Eu ainda não havia descoberto o que fazer pra Ana em nosso aniversário. Eu nunca tinha sido uma pessoa dessas que decoram datas, aliás sou bastante da esquecida. Mas desde que começamos a namorar, lembrar as datas era algo tão importante para Ninha que se tornou algo igualmente importante para mim. Comprei um calendário, deixei em minha geladeira, e todo começo de ano, circulo todas as datas comemorativas, pra dessa forma, não correr o risco de esquecer.
Desde que criei esse hábito, tento, do meu jeito, criar coisas incríveis pra ela — nessa data e também fora delas —. Eu não diria que eu sou a melhor pessoa do mundo pra presentear. Eu só me esforço.

Nesses dias anteriores, Ana fica assim, como eu: nostálgica, mas com um tom maior de saudade do que de euforia, dessa vez. Não entendo, mas respeito teu canto. Ana anda mais quieta. Na sua. Revê nossas fotos antigas, e finjo que não vejo com meu canto de olho que o seu inunda. Finjo não perceber, não querendo invadir. Às vezes só quero lembrar: "Não sinta minha falta, pois estou bem aqui."

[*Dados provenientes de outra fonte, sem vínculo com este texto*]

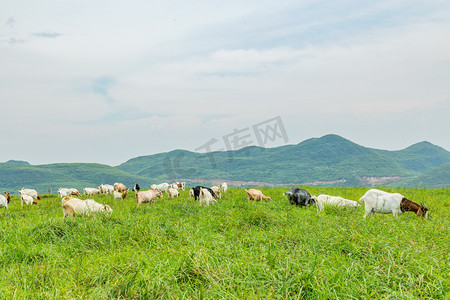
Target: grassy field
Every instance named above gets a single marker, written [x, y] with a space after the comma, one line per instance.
[235, 249]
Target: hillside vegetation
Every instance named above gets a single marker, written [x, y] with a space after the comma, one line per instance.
[329, 158]
[235, 249]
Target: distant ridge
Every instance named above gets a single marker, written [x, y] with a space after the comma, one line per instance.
[328, 160]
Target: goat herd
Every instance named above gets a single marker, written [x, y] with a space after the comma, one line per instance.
[375, 201]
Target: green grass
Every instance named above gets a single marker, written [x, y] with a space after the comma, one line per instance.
[235, 249]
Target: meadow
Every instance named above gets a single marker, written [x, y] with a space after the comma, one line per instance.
[235, 249]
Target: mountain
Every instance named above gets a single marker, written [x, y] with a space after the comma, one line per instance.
[328, 160]
[438, 177]
[21, 162]
[420, 157]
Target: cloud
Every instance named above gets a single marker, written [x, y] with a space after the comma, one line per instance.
[47, 34]
[101, 85]
[14, 41]
[10, 22]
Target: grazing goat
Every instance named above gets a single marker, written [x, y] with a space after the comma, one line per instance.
[173, 193]
[30, 192]
[136, 188]
[224, 187]
[216, 190]
[119, 195]
[256, 195]
[74, 206]
[323, 200]
[197, 192]
[4, 200]
[205, 197]
[376, 201]
[299, 197]
[181, 185]
[91, 191]
[163, 187]
[119, 187]
[27, 199]
[147, 196]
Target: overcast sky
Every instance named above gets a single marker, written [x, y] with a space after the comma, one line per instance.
[106, 81]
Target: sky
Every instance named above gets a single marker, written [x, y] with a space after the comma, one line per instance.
[106, 81]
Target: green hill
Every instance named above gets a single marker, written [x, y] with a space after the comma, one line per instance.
[420, 157]
[438, 177]
[46, 178]
[329, 160]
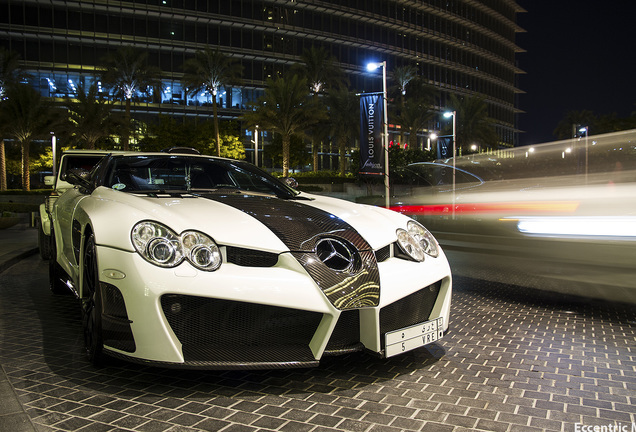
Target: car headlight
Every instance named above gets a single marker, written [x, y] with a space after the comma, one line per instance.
[161, 246]
[201, 250]
[417, 242]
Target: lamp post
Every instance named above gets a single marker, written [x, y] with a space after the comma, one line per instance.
[431, 137]
[53, 145]
[256, 145]
[585, 130]
[454, 115]
[372, 67]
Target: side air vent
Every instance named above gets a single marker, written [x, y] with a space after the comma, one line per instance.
[250, 257]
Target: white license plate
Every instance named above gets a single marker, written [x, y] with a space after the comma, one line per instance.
[415, 336]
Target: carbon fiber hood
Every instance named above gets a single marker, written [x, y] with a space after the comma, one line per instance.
[301, 227]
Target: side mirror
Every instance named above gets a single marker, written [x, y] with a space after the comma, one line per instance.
[291, 182]
[78, 177]
[49, 180]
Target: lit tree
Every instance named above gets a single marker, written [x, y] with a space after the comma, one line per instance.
[127, 72]
[415, 110]
[319, 67]
[26, 116]
[473, 126]
[210, 70]
[90, 117]
[10, 74]
[288, 109]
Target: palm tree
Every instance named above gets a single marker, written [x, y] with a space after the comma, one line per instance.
[402, 76]
[127, 71]
[286, 108]
[26, 116]
[10, 74]
[415, 110]
[319, 67]
[473, 126]
[209, 71]
[90, 116]
[344, 116]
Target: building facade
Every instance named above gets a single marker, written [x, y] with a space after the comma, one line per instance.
[465, 47]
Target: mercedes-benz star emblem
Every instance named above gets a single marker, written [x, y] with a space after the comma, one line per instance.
[336, 254]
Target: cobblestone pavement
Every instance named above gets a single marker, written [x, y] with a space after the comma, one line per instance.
[515, 360]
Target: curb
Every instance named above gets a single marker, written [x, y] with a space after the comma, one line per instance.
[17, 258]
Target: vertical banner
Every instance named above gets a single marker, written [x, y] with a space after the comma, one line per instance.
[371, 150]
[444, 148]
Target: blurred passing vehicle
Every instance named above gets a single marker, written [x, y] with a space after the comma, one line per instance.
[559, 216]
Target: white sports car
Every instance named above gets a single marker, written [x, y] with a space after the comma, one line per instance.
[192, 261]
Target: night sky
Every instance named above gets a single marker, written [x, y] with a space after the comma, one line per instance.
[580, 56]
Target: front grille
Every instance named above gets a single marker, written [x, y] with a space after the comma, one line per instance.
[346, 335]
[410, 310]
[215, 330]
[250, 257]
[116, 331]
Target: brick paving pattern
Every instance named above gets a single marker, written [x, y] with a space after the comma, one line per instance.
[515, 360]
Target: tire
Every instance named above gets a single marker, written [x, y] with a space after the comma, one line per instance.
[56, 274]
[91, 302]
[44, 243]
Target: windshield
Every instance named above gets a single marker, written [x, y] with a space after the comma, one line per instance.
[176, 173]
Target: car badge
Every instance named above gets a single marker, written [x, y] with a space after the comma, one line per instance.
[336, 254]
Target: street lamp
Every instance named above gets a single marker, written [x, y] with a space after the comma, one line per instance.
[454, 115]
[53, 146]
[585, 130]
[431, 137]
[371, 67]
[255, 141]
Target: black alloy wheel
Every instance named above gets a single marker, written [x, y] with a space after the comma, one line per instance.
[92, 306]
[56, 274]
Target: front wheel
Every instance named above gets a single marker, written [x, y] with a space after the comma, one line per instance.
[92, 306]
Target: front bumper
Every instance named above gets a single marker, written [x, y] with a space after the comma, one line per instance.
[247, 317]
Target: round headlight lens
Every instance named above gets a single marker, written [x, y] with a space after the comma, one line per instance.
[409, 245]
[161, 250]
[201, 250]
[157, 243]
[417, 242]
[424, 237]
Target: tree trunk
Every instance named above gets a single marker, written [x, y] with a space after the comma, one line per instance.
[286, 141]
[343, 156]
[314, 146]
[126, 138]
[216, 125]
[26, 180]
[3, 167]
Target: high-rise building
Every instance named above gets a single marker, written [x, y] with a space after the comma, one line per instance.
[466, 47]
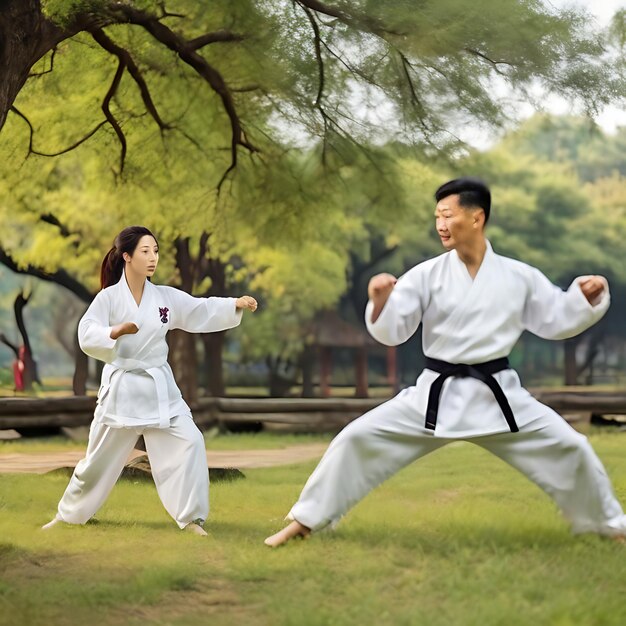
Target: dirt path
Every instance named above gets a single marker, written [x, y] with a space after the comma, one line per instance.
[241, 459]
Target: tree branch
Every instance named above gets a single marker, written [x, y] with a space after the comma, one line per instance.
[220, 36]
[106, 109]
[190, 56]
[492, 62]
[123, 55]
[5, 341]
[60, 277]
[32, 150]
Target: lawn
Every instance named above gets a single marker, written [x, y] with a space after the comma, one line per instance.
[457, 538]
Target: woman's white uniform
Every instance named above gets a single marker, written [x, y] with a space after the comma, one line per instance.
[138, 396]
[472, 322]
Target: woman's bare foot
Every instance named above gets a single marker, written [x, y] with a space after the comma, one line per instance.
[196, 529]
[50, 524]
[295, 529]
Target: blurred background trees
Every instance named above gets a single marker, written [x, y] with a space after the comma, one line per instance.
[290, 149]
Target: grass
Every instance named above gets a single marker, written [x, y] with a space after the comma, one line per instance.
[457, 538]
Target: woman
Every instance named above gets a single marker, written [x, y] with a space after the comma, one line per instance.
[125, 326]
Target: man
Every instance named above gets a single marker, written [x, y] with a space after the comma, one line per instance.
[473, 305]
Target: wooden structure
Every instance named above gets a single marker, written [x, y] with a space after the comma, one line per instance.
[330, 331]
[289, 414]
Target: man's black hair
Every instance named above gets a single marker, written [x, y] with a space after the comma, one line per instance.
[472, 192]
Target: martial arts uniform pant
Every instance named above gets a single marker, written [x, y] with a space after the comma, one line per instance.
[177, 458]
[380, 443]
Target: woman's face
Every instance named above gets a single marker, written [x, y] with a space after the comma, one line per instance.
[145, 257]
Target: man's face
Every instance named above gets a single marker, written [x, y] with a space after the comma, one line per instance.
[457, 226]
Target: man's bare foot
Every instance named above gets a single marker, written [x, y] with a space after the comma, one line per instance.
[50, 524]
[196, 529]
[295, 529]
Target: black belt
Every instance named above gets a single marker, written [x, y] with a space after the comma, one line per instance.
[481, 371]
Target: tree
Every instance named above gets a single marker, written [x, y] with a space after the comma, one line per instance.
[171, 99]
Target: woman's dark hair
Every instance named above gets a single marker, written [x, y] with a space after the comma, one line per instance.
[472, 192]
[113, 263]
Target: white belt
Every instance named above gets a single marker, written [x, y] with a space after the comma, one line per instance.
[160, 383]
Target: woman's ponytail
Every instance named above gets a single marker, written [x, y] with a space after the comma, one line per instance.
[112, 268]
[113, 263]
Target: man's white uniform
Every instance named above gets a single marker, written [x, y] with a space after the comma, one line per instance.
[470, 322]
[138, 396]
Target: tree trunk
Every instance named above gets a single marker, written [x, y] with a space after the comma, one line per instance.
[81, 370]
[326, 367]
[360, 362]
[571, 371]
[307, 363]
[213, 348]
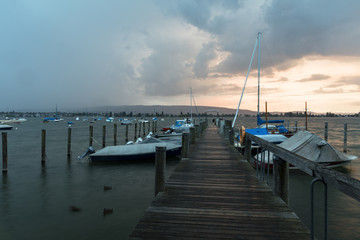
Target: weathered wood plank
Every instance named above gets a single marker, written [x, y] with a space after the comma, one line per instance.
[214, 194]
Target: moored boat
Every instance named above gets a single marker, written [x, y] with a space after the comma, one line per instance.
[5, 127]
[311, 147]
[137, 151]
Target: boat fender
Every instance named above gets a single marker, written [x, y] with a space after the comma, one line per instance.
[242, 134]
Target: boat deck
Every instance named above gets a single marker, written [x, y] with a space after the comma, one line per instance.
[214, 194]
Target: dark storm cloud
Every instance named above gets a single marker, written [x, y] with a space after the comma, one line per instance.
[314, 78]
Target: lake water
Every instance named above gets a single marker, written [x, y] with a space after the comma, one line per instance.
[36, 199]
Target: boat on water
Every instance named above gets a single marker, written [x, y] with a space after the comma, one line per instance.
[5, 127]
[12, 120]
[270, 130]
[145, 149]
[52, 119]
[311, 147]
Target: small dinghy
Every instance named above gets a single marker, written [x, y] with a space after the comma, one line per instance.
[145, 149]
[312, 147]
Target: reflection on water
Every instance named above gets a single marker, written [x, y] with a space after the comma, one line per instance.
[65, 199]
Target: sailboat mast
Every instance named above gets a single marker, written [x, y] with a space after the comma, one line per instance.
[191, 104]
[259, 36]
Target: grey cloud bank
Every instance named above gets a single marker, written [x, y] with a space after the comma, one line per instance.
[95, 53]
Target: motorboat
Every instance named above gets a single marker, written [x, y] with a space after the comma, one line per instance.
[5, 127]
[145, 149]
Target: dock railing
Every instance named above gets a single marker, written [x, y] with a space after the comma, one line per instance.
[283, 158]
[344, 183]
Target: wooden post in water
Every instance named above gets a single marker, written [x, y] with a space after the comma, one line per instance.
[43, 145]
[115, 134]
[192, 136]
[326, 131]
[281, 179]
[104, 135]
[91, 132]
[160, 164]
[127, 134]
[4, 151]
[144, 128]
[306, 116]
[135, 132]
[345, 137]
[69, 143]
[185, 145]
[247, 152]
[231, 137]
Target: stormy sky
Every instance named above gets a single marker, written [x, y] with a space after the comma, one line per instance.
[84, 53]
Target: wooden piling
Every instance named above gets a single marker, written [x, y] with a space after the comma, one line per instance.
[115, 134]
[139, 129]
[127, 134]
[185, 145]
[231, 137]
[345, 137]
[326, 131]
[69, 143]
[281, 179]
[192, 136]
[43, 145]
[91, 133]
[4, 151]
[144, 129]
[104, 135]
[160, 164]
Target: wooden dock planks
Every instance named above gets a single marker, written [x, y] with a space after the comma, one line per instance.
[214, 194]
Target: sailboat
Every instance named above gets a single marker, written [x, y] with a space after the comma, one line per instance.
[272, 133]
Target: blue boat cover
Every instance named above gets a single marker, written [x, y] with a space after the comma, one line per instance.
[261, 121]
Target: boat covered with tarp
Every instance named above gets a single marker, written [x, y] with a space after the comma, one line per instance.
[313, 148]
[145, 149]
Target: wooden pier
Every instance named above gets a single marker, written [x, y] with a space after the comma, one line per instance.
[215, 194]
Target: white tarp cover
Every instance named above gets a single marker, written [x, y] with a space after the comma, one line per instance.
[312, 147]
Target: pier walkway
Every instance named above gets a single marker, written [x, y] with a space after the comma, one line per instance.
[214, 194]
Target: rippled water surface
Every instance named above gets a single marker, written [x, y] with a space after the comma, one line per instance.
[65, 199]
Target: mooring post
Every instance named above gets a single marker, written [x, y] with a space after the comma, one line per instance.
[231, 136]
[4, 150]
[192, 136]
[247, 150]
[91, 132]
[104, 135]
[281, 179]
[326, 131]
[160, 164]
[144, 128]
[115, 134]
[43, 145]
[185, 145]
[69, 143]
[127, 134]
[345, 137]
[139, 129]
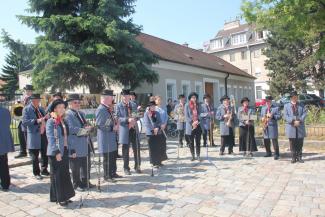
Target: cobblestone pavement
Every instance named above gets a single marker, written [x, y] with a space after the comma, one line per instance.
[228, 185]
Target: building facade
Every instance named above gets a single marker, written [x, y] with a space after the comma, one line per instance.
[182, 69]
[242, 46]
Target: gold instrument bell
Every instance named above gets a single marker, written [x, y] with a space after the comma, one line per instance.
[17, 111]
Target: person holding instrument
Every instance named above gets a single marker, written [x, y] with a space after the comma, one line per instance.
[193, 125]
[294, 115]
[270, 114]
[107, 124]
[57, 132]
[226, 115]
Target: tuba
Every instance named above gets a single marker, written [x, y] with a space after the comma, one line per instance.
[17, 111]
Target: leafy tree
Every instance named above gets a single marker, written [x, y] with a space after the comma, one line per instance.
[87, 42]
[301, 25]
[18, 60]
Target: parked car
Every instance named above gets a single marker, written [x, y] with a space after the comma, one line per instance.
[306, 99]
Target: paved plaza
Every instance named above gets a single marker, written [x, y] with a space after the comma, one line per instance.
[228, 185]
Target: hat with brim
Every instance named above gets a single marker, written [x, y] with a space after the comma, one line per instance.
[125, 92]
[107, 93]
[57, 102]
[35, 96]
[270, 98]
[152, 103]
[192, 94]
[72, 97]
[206, 96]
[132, 93]
[293, 93]
[28, 87]
[224, 98]
[245, 99]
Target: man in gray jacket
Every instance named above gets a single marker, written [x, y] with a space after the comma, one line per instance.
[78, 143]
[34, 119]
[6, 145]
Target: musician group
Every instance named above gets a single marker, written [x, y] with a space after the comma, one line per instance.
[60, 135]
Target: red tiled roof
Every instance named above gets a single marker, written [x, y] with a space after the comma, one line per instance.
[170, 51]
[240, 28]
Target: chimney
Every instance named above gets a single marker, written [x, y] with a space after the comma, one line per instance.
[231, 24]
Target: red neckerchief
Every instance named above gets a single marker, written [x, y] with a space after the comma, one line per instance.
[208, 107]
[127, 105]
[57, 121]
[268, 108]
[294, 108]
[152, 113]
[246, 109]
[193, 107]
[39, 114]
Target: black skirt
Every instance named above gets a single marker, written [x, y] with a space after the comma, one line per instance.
[157, 149]
[246, 139]
[61, 185]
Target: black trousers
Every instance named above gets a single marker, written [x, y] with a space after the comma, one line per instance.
[205, 137]
[22, 138]
[79, 171]
[181, 136]
[196, 137]
[228, 140]
[275, 143]
[61, 188]
[4, 172]
[34, 154]
[109, 164]
[296, 147]
[136, 151]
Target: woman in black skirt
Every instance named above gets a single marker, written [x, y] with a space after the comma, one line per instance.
[57, 134]
[247, 142]
[155, 136]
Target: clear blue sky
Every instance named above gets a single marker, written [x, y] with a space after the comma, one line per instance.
[180, 21]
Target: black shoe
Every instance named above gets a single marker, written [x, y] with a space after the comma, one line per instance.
[127, 172]
[110, 179]
[116, 176]
[65, 203]
[21, 155]
[79, 189]
[5, 189]
[300, 160]
[45, 173]
[38, 177]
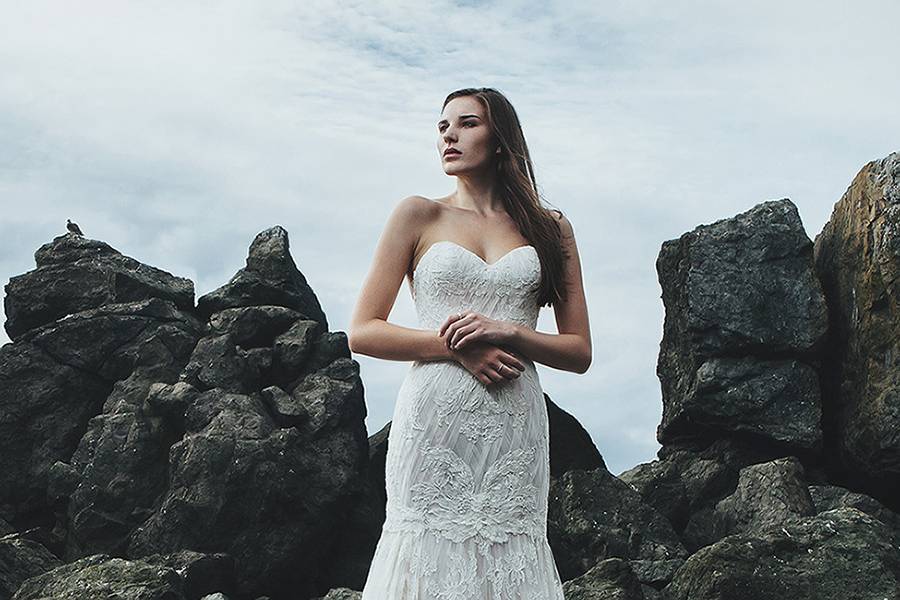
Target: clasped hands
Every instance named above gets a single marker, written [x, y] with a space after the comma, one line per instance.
[475, 341]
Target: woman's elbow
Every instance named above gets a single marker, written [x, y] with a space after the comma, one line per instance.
[354, 341]
[585, 365]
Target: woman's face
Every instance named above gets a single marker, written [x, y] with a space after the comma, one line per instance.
[463, 127]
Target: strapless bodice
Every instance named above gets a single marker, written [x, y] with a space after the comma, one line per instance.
[451, 278]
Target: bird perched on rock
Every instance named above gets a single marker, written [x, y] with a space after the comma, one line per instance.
[73, 227]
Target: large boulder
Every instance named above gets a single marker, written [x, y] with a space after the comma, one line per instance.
[857, 257]
[835, 555]
[744, 326]
[75, 273]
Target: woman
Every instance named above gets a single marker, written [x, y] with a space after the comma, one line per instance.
[467, 467]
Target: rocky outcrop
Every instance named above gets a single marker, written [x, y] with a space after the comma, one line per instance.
[75, 274]
[136, 425]
[838, 554]
[745, 325]
[180, 452]
[857, 258]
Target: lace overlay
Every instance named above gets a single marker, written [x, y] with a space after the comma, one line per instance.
[468, 465]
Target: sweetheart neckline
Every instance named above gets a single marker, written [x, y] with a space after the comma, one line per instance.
[485, 263]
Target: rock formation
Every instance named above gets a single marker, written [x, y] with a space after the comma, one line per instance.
[219, 450]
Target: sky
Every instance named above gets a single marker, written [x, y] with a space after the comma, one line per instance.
[176, 132]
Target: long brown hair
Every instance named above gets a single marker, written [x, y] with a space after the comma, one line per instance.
[521, 198]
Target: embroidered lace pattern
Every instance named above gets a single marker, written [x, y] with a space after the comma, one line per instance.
[467, 469]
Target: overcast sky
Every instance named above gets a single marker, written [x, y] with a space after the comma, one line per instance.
[177, 131]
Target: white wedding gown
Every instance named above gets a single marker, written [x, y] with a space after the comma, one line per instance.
[468, 465]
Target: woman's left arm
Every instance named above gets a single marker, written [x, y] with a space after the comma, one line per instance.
[570, 349]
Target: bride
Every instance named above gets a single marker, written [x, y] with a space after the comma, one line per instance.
[467, 468]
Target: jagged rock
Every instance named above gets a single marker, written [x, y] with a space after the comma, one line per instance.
[572, 446]
[21, 559]
[200, 573]
[687, 481]
[340, 594]
[857, 257]
[609, 579]
[745, 322]
[767, 494]
[58, 376]
[253, 326]
[829, 497]
[593, 515]
[75, 274]
[835, 555]
[270, 277]
[102, 576]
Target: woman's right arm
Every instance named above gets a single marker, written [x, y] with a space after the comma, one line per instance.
[370, 333]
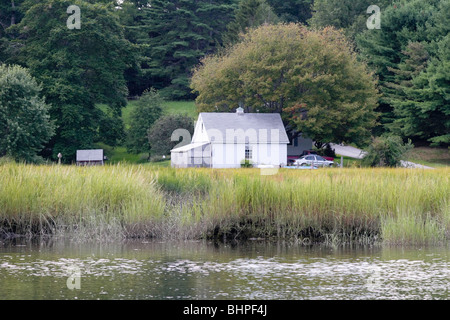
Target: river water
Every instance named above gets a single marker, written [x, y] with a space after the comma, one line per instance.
[198, 270]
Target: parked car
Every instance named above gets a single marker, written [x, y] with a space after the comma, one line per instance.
[306, 152]
[313, 159]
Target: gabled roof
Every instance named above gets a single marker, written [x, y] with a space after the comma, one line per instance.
[254, 127]
[90, 155]
[190, 146]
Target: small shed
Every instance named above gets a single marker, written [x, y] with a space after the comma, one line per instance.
[93, 157]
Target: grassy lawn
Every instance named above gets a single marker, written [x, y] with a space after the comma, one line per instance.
[432, 157]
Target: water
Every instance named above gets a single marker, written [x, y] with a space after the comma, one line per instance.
[201, 270]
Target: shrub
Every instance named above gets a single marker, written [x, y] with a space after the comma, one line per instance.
[386, 151]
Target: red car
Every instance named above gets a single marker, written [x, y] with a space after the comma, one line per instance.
[306, 152]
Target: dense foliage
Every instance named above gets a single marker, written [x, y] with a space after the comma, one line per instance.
[123, 48]
[311, 77]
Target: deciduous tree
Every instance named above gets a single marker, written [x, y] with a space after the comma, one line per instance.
[312, 78]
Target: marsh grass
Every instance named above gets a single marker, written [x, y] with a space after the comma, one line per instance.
[329, 205]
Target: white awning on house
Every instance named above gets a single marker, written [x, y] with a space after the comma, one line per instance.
[189, 147]
[90, 155]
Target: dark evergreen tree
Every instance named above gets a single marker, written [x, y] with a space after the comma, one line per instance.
[172, 37]
[78, 68]
[250, 14]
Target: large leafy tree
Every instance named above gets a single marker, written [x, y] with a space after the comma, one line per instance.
[311, 77]
[385, 50]
[25, 125]
[148, 109]
[78, 68]
[160, 133]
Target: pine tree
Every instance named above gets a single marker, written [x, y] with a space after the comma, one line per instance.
[250, 14]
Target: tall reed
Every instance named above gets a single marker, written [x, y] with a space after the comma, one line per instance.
[327, 205]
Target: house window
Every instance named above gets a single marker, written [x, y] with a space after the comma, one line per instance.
[248, 152]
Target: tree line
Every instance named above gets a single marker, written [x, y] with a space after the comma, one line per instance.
[315, 62]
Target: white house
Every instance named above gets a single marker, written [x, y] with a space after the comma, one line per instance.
[90, 157]
[225, 140]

Ao invés disso, me calo, deixando que ela tenha seu espaço. Cada um lida de uma forma com lembranças, mesmo que elas remetam a algo feliz. Sei que no dia, estaremos bem. Até lá, tento inundar ela com outras coisas, como a minha euforia. A encho de beijos, chocolates que ama e assisto seus filmes que geralmente, faço birra por não gostar. Ela chora em todos eles, como se sofresse de amor, e eu consolo, como se entendesse sua dor. Não posso evitar rir às vezes, recebendo de Ana uns tapas sem força, demonstrando sua inconformação pela minha frieza com a sua dor tão real ao assistir um filme.

"Não precisa me bater! Eu só tô rindo do seu choro porque diferente da menina do filme, tu já achou o teu final feliz. Quer dizer, não um final, porque a gente não acabou, e..."

Começo mais uma daquelas minhas falas que me perco no que quero dizer. Ana desiste de ficar brava porque de alguma forma, gosta dessa minha confusão. Acaba rindo em meio as lágrimas, então gargalhamos juntas até a barriga doer. Antes mesmo que o filme acabe, Ninha adormece no meu peito. A vendo daquela forma, tão frágil, ressonando sobre mim, eu tenho a certeza que ela também é o meu final feliz.